Monday, October 26, 2009


161 King Street, Sydney
P: 02 9223 7000

I have long had a yen to try Jacqui Gowan's food. I've seen her quite a few times on Ready Steady Cook and always liked what she's done with the ingredients people present to her. When she left Garfish I hunted around and found out that she'd moved on to Subsolo, so I decided to make a trip up to Sydney, some time, to eat there.

The Sydney trip happened last weekend... but sadly, Ms. Gowan had left Subsolo, and is now freelancing around Sydney. Even so R, M and myself went along for dinner on a Friday night.

Subsolo offers Spanish and Portugese fare, with a range of options on the a'la carte menu. We chose a selection of tapas to share between us, and on the whole were very happy!

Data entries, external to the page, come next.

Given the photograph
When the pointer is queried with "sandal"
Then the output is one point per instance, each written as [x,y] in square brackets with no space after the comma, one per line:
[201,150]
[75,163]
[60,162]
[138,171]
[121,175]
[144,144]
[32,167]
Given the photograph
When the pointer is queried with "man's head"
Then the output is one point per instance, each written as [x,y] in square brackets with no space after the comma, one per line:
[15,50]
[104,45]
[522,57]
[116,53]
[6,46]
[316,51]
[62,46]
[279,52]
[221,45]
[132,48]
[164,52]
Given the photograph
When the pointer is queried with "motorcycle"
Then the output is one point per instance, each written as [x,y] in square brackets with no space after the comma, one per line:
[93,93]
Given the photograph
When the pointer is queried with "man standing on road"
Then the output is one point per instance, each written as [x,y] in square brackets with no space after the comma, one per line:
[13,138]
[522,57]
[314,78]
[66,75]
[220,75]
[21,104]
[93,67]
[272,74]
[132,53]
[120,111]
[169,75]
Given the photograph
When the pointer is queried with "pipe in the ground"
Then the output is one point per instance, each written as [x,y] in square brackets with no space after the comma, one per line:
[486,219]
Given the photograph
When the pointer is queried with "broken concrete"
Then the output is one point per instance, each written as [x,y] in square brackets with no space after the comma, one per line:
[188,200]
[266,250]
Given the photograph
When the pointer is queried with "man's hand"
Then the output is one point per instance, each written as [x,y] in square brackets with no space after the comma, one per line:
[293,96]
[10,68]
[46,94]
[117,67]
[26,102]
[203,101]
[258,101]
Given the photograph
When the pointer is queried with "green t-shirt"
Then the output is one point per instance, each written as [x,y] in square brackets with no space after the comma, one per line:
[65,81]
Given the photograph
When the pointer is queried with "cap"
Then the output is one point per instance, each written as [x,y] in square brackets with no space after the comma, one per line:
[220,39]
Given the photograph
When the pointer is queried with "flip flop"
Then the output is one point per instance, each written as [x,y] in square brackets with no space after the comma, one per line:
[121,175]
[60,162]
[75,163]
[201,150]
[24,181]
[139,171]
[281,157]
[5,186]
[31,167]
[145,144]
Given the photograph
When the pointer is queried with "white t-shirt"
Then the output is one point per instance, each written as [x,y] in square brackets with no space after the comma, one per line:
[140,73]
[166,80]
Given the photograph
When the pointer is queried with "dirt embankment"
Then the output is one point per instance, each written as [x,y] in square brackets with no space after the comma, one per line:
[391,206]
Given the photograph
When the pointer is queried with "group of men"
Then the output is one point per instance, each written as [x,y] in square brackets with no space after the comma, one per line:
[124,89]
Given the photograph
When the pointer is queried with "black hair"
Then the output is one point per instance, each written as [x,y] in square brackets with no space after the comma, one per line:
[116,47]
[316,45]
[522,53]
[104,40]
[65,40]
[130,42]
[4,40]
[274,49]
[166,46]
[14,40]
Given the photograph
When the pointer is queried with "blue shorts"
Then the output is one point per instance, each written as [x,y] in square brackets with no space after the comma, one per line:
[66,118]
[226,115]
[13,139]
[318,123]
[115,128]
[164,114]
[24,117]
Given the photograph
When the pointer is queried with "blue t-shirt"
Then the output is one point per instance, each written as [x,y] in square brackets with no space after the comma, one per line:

But first, we started with a rather large-ish glass each of sangria. Bueno!!

Ensalada a la Espanola with jamon, salami, spanish cheeses, olives, mushrooms, and tortilla got the meal off to a damned fine start. Alas, as you can see I didn't quite get the camera to it before we started digging in... and you can just spy M's fork coming in for more!

The baby squid and shaved chorizo salad with roasted garlic, heart of palm, and wild rocket was superb. The squid was perfectly cooked, the salad ingredients were delicious and fresh, and the dressing blended well with everything. Sabroso.

Pork tenderloin, wrapped with Morcilla and pistachios, on calvados spiced apples - or rolled pork tenderloins with black sausage and pistachios, on apple sauce. Y'know, I've never had black sausage before - the thought of it kinda turns my stomach a little bit. And if our waiter hadn't told us what it was, I would have probably said this was freakin' great. As it was... well, to hell with it, I really enjoyed this dish. I'm not sure black sausage is something I'll be rushing out to eat again, but I really enjoyed this. I think I ate about half the plate, actually.

R and I are both big fans of cheese-stuffed meatballs - I first made them after getting the idea from from R when she blogged a recipe for pork, thyme and cheese meatballs - so we were keen to see what Subsolo could offer with their crumbed meatballs with melting Manchego cheese centres with Romesco sauce. These were very tasty, but I think I'd kind of been hoping for a little bit more cheese. I know it melts and kinda goes through the meat, but I guess I'd just been hoping for more. Nevertheless, these were great, and there were none left on the plate at the end of the meal, despite groaningly-full stomachs.

Service was also quite good, and the bill was quite respectable. I'm already flagging this as a place to go back to, on my next trip north. Bookings might not be necessary (I'm not sure), but I'm glad I made one as the place filled up pretty quickly.